Thursday, 3 November 2016

What does success look like?

The glorious month of Tishrei is over, Rosh Hashanah is a long forgotten memory and even the succah and the flayed willows are tidied up and gone for another year.
What is left?

Measuring the success of the Rosh Hashanah season is a strange business. Did more people come? Did they have more fun? Did they pay more money? Did we finish on time? All important, but drastically incomplete scales of measurement. Maybe better markers of success can be found in these sorts of question; Did more people come the Shabbat after all the festive decorations are dismantled? 
Will we be, as a community, stronger next year than we were last year? 

I never know how to answer the question, ‘are you ready?’ put to me with remarkable regularity in the days leading up to Rosh Hashanah and Yom Kippur. The answer I usually give is that I have no idea. I’m wholly persuaded by the sagacity of Chinese Premier Zhou Enlai who, when asked in 1972, what he thought of the eighteenth century French Revolution, reportedly responded, ‘It’s too soon to tell.’

But here are a few observations that interest me.
We had visiting grandparents. One of the most savage markers of the decline of a Jewish community is when grandparents leave to be closer to their children and grandchildren. It’s something I’ve seen in a number of provincial communities in particular. For some years we were that community. Our youth went elsewhere and a number of grandparents followed. But now we are experiencing the reverse, visiting grandparents, often, interestingly spending time with us rather than their home orthodox communities because of the welcome we have provided their children, in-laws and next generations.

The new Machzor went down very well. I had only excellent feedback on the new Sacks/Koren Machzor we debuted this year. Well one member raised a concern that the commentary was too interesting and distracted them from prayer, therefore proving that you really can’t please everyone. A development like this is a huge challenge, and the fact that it didn’t feel that way is a testament to the openness of the community (and in particular Ed’s sterling work on page number duty). We know there were a few periods where it was very difficult to follow Cantor Jason’s Routledge-led service in the Koren, and that will have attention over the year. Please do let me have any other feedback.

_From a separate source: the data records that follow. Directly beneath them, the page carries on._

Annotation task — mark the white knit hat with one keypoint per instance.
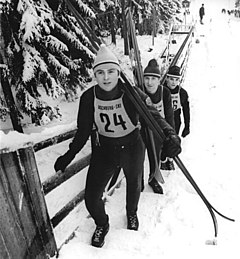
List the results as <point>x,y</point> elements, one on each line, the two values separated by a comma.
<point>105,57</point>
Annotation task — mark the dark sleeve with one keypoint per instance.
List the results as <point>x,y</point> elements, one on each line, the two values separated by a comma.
<point>84,122</point>
<point>168,109</point>
<point>163,124</point>
<point>185,107</point>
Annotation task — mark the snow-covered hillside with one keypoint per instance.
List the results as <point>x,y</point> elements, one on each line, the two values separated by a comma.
<point>176,224</point>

Some people listened to my sermons. I had a correspondent share they were writing stuff down, in the context of my Yizkor sermon. I found someone using the image of the Port Jew I had shared on Rosh Hashanah. I even had someone share their best advice on how to treat an invasion of drosophila. Most touchingly my sermon on refugee and in particular the work of the Separated Child Foundation and the Asylum Drop-In Centre (which launches this week) seems to have struck a chord. Many of you have been generous with your funds, your clothes and other gifts and your time. I salute your generosity and feel very humbled by the impact the services have made. For more information on ways to support these important projects - in particular for more information on how to volunteer, please be in touch.

There is plenty to do; to continue our open-hearted and open-minded approach to Judaism. We remain utterly dependent on people coming, taking part and supporting the community financially as well as physically and spiritually. To everyone who supported us in this last month in any way, I am deeply grateful.

So normality returns. We need your support on dark Friday evenings, at the start of Shabbat morning prayers, the Cheder is back, we’ve a communal Friday night dinner to look forward to and I hope all this, and so much more, will have your support.